Hello,
This is my first attemp to write to this forum. I’m writing a simple cuda program. I have a number of files I want to treat, the lenght of the files are very low, but I can lots of them (from 1GB to 2TB depending). The buffer length (b_size) is 128MB
I allocate memory for both, device and host as:
res=cudaMallocHost((void**)&c->h_head, b_size);
[…]
res=cudaMalloc((void **)&c->d_head, b_size);
res=cudaMalloc((void **)&c->d_outbuf, b_size);
(checking the returned value at res, I got no errors.
I use this allocated memory as a buffer, so I load files into it and then I use cudaMemcpy to download it to the device:
cudaMemcpy(c->d_head,
c->h_head,
b_size,
cudaMemcpyHostToDevice);
gpu_kernel(b_size,
(char*)c->d_head,
(char*)c->d_outbuf);
My problem cames when I do this in a loop:
while ( files available){
- load files into buffer
- download it to device
- launch kernel
}
If I comment the kernel launch part, Using 1GB of tiny files (8-9 loops with 128MB buffer), the download part more or less it takes the same to download to the device: approx 58000 us.

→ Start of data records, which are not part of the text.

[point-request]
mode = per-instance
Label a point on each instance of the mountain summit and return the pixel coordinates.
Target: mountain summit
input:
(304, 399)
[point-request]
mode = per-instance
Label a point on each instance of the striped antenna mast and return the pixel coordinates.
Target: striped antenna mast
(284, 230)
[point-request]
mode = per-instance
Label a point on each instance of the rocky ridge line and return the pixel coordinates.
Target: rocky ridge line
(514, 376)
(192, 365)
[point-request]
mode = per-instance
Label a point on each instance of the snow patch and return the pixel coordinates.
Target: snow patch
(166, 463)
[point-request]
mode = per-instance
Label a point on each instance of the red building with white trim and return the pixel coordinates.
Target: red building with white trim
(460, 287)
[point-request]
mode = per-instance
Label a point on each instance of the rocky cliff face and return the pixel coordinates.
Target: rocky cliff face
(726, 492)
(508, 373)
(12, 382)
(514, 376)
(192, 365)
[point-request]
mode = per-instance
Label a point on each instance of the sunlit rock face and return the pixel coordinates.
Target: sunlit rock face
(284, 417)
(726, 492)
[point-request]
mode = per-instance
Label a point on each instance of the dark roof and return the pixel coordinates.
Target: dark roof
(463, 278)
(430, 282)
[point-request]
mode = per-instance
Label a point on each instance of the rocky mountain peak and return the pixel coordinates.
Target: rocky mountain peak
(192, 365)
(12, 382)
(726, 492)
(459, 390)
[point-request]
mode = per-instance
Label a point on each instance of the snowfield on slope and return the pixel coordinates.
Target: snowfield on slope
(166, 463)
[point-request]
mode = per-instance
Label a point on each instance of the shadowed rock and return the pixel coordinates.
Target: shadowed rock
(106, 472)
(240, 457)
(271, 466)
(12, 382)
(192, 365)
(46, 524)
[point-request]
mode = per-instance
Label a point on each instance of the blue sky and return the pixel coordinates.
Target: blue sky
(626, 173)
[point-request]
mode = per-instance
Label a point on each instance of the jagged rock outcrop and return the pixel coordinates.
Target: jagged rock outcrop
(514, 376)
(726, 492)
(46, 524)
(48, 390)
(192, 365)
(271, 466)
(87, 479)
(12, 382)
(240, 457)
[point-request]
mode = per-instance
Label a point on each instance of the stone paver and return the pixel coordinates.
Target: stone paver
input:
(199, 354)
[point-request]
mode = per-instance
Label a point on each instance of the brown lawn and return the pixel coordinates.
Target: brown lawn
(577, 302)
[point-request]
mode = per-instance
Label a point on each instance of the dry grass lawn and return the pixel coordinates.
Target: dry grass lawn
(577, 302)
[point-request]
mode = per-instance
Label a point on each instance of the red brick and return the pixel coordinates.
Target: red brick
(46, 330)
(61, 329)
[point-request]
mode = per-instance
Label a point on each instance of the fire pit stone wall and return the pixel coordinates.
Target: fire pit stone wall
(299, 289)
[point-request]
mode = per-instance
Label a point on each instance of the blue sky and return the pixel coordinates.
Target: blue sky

With kernel launch, the first download takes approx this 58000 us, the the followings only 30-40us which is a lot of less.
Can anyont tellme what I am doing wrong?
EDIT:
I’m using fedora 17 x64 with gcc-3.4
the c->d_head is declared as:
struct c{
[…]
u8 * h_head;
u8 * h_out;
u8* d_head;
u8* b_outbuf;
}
thanks!!